D’après elle, pour rendre le jugement d’hérédité du 18 juillet 2002 dont Kalara a obtenu copie, jugement par ailleurs annulé le 7 juin 2018, la juridiction s’est appuyée sur un procès-verbal de conseil de famille truqué. Elle dit n’avoir jamais été convoquée à un conseil de famille relatif à l’ouverture de la succession de son géniteur décédé le 22 janvier 2002 et allègue que la signature qui lui est attribuée sur le document a été contrefaite par Me Akere Muna.

Dans le même sens, elle décline les déclarations faites à la fois devant la justice et devant l’autorité publique chargée de légaliser ledit procès-verbal par le prévenu tendant à faire croire qu’il avait reçu mandat pour agir en sa faveur. Me Akere Muna, qui a rompu le silence peu avant l’ouverture du procès devant le TPI, avait affirmé que les procédures dont il est la cible depuis quelques mois relèvent d’une cabale organisée contre sa personne pour faire échec à ses ambitions présidentielles.
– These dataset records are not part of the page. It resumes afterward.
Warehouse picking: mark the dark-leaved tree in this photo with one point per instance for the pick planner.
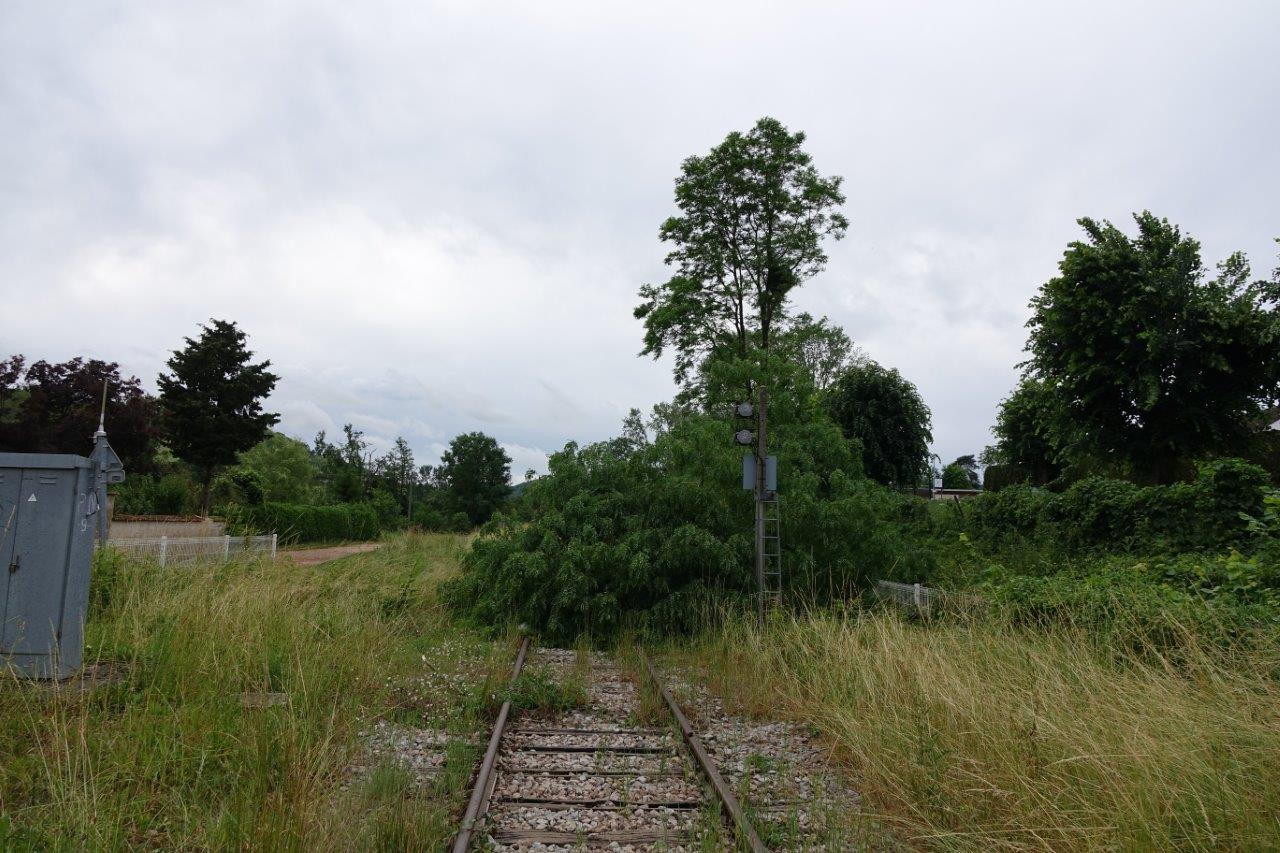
(886, 414)
(54, 409)
(1153, 363)
(213, 400)
(475, 474)
(1025, 445)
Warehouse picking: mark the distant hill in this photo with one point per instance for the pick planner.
(519, 488)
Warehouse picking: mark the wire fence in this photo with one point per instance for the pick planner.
(924, 600)
(169, 551)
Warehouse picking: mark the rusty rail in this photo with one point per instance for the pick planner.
(479, 803)
(728, 803)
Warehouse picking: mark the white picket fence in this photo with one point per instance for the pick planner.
(186, 550)
(924, 600)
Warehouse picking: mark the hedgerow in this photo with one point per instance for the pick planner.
(1098, 512)
(302, 523)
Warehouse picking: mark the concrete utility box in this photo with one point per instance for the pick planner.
(48, 507)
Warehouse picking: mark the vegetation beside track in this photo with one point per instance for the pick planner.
(976, 734)
(167, 755)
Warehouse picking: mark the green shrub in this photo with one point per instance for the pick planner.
(1096, 511)
(1013, 511)
(1208, 512)
(999, 477)
(300, 523)
(150, 495)
(657, 536)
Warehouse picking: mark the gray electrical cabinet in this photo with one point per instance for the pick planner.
(48, 507)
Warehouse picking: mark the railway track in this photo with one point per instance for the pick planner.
(595, 778)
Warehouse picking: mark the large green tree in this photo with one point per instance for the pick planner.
(401, 474)
(885, 413)
(475, 474)
(1152, 360)
(1024, 434)
(284, 469)
(753, 217)
(819, 346)
(213, 400)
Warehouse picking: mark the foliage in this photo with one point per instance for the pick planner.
(823, 349)
(1023, 430)
(545, 692)
(475, 475)
(213, 400)
(398, 471)
(991, 735)
(429, 518)
(961, 474)
(886, 414)
(301, 523)
(753, 215)
(155, 495)
(1096, 512)
(283, 466)
(164, 753)
(654, 532)
(55, 409)
(1150, 361)
(997, 477)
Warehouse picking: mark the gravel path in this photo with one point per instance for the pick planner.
(315, 556)
(780, 774)
(593, 778)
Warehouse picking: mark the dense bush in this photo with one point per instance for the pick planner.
(154, 495)
(997, 477)
(300, 523)
(435, 520)
(658, 533)
(1098, 512)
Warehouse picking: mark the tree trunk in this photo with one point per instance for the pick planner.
(206, 484)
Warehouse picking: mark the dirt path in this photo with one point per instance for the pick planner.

L’ancien bâtonnier désigne l’actuel ministre de la Justice comme le cerveau de ladite cabale. Par ailleurs, il avait remis à la presse quantités de documents, qui démontrent que non seulement sa cadette était au courant du jugement d’hérédité dont elle a désormais obtenu la nullité, mais aussi, elle s’en est parfois prévalue, plus que tout autre enfant Muna, notamment pour obtenir un crédit bancaire en hypothéquant même les biens du patrimoine laissé par leur père. Les révélations, dans cette affaire, ne sont sans doute pas achevées.